Kafka and Quix Streams
Quix Streams helps you to leverage Kafka’s powerful features with ease.
Why this is important
Kafka is a powerful but complex technology. Using Quix Streams, you can leverage the power of Kafka without needing to know its internal details. Quix Streams provides abstractions to make working with Kafka much simpler.
Each topic can be set to replicate over the Kafka cluster for increased resilience, so a failure of a node will not cause downtime of your processing pipeline. For example, if you set the number of replicas to two, every message you send to the topic will be replicated twice in the cluster.
Each topic has temporary storage. Every message sent to the topic will remain in Kafka for a configured amount of time or size. That means that a consumer can join the topic later and still consume messages. If your processing pipeline has downtime, no data is lost.

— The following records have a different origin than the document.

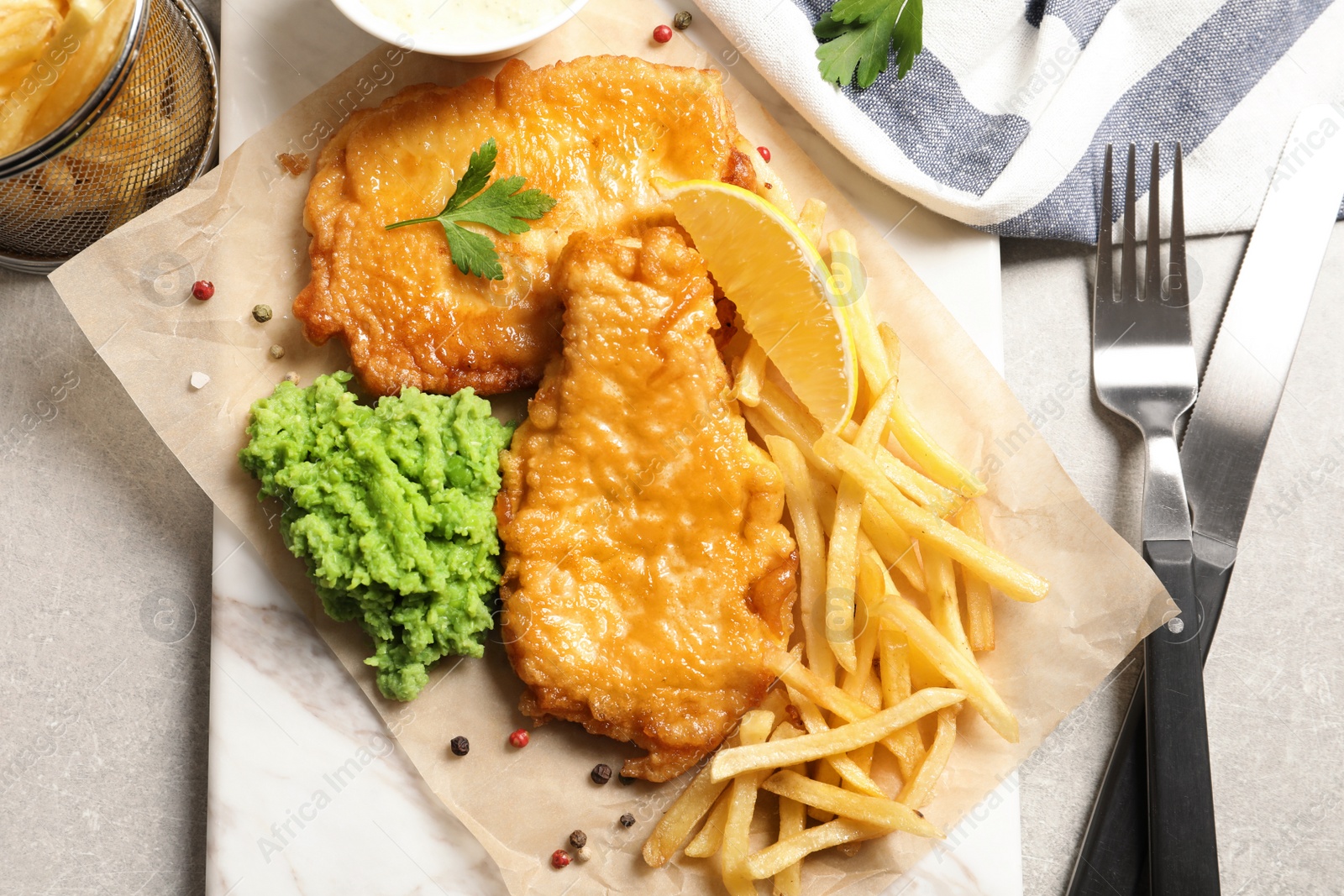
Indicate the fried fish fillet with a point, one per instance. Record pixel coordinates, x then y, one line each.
645 564
591 134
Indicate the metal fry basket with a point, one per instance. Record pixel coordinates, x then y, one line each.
145 132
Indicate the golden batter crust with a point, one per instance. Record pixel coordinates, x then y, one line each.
591 134
647 567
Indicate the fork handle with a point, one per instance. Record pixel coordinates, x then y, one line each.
1166 506
1182 839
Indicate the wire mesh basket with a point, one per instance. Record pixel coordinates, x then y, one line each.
148 130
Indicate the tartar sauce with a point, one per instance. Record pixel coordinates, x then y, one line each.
465 20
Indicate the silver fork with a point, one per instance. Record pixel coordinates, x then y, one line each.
1144 369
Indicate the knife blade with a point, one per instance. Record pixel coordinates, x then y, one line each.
1223 446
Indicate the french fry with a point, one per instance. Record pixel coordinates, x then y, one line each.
918 790
853 285
811 219
682 815
26 26
788 852
843 553
994 567
748 375
737 826
944 606
840 763
871 594
980 611
799 679
894 661
710 837
812 550
826 773
98 46
917 486
936 461
961 672
878 531
792 421
864 758
793 821
869 730
884 813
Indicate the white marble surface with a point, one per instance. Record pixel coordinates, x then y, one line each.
308 794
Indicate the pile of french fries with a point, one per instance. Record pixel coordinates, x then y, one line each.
53 55
895 602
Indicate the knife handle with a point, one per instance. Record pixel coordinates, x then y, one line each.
1115 851
1182 837
1110 859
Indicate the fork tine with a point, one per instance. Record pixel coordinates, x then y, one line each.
1153 259
1105 286
1128 262
1179 289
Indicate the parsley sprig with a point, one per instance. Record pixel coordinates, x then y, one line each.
858 35
503 206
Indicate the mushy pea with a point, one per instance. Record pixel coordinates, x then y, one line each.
391 510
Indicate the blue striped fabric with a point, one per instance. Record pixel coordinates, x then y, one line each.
961 145
1179 101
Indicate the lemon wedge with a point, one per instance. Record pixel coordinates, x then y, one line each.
781 288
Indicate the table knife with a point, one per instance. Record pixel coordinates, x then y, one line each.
1222 450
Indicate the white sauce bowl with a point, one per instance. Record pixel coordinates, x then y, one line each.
501 47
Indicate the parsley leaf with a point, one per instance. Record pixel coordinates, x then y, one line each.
858 35
503 206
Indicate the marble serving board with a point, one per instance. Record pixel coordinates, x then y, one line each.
308 790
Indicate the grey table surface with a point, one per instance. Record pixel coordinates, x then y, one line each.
104 726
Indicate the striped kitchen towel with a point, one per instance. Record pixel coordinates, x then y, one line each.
1005 117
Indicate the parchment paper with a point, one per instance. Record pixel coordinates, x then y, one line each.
241 228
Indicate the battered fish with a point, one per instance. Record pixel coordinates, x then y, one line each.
591 134
647 569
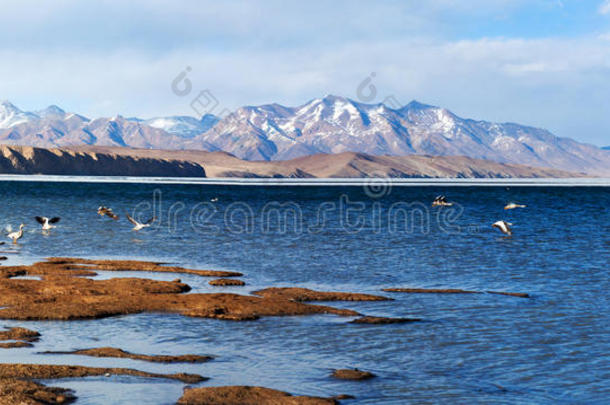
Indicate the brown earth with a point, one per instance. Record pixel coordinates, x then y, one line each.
355 374
14 391
62 296
22 338
223 282
118 353
379 320
244 395
304 295
52 372
135 265
339 165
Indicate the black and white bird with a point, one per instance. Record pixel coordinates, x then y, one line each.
441 201
47 223
504 227
15 236
138 225
107 212
512 206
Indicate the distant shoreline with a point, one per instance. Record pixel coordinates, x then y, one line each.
318 182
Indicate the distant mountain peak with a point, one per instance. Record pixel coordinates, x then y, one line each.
51 110
416 105
331 125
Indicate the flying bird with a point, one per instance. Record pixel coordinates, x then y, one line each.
108 212
441 201
512 206
46 222
504 227
138 225
15 236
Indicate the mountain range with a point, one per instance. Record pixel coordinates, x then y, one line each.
327 125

Each Kafka topic is created with a number of partitions. You can add more partitions later, but you can’t remove them. Each partition is an independent queue that preserves the order of messages.
Quix Streams restricts all messages inside one stream to the same single partition. This means that inside one stream, a consumer can rely on the order of messages.
Partitions are spread across your Kafka cluster, over different Kafka nodes, for improved performance.
Redistribution of load
Streams are redistributed over available partitions. With an increasing number of streams, each partition will end up with approximately the same number of streams.
The number of partitions sets the limit for how many replicas of one model can process the topic. For example, a topic with three partitions can be processed with up to three instances of a model. The fourth instance remains idle.
The Consumer group is provided to enable you to horizontally scale your topic processing. Each consumer group has an ID, which you set when opening a connection to the topic:
If you deploy this model with three instances, the partitions are shared across the three instances, to distribute the load.
If you increase the instance count, some partitions will get reassigned to new instances of the model.
If you decrease the instance count, partitions left by leaving instances get reassigned to remaining instances in the consumer group.
You can think of Kafka temporary storage as a processing queue for each partition. Consumer groups read from this queue and regularly commit offsets to track which messages were already processed. By default, this is done by Quix Streams automatically, but you can override that by manually committing an offset when you are done processing a set of rows:
The consumer group plays an important role here, as offset commits are associated with the consumer group ID. That means that if you connect to the same topic with a different consumer group ID, the model will start reading from the offset specified, which is latest by default.
When you open a topic you can also choose where to start reading data from. Either read all the data from the start or only read the new data as it arrives. Read more here.
You can use Kafka without specifying a consumer group. If not using a consumer group, you must specify an offset such as
Latest (default), or
Earliest, in order to read from Kafka, as Kafka won't have any previously stored value available. Commit and checkpointing features are only available with consumer groups.
If you want to consume data from the topic locally for debugging purposes, and the model is running elsewhere at the same time, make sure that you change the consumer group ID to prevent clashing with the other deployment.
Topics group data streams from a single type of source. The rule for maximum performance is to always maintain one schema per topic.
- For connected car data you could create individual topics to group data from different systems like the engine, transmission, electronics, chassis, infotainment systems.
- For games you might create individual topics to separate player, game and machine data.
- For consumer apps you could create a topic each source i.e one for your IOS app, one for your Android app, and one for your web app.
- For live ML pipelines you’ll want to create a topic for each stage of the pipeline, such as: raw-data-topic → cleaning model → clean-data-topic → ML model → results topic.
Topics are key to good data governance. Use them to organize your data in the following ways:
- Group data streams by type or source.
- Use separate topics for raw, clean, or processed data.
- Create prototyping topics to publish results of models in development.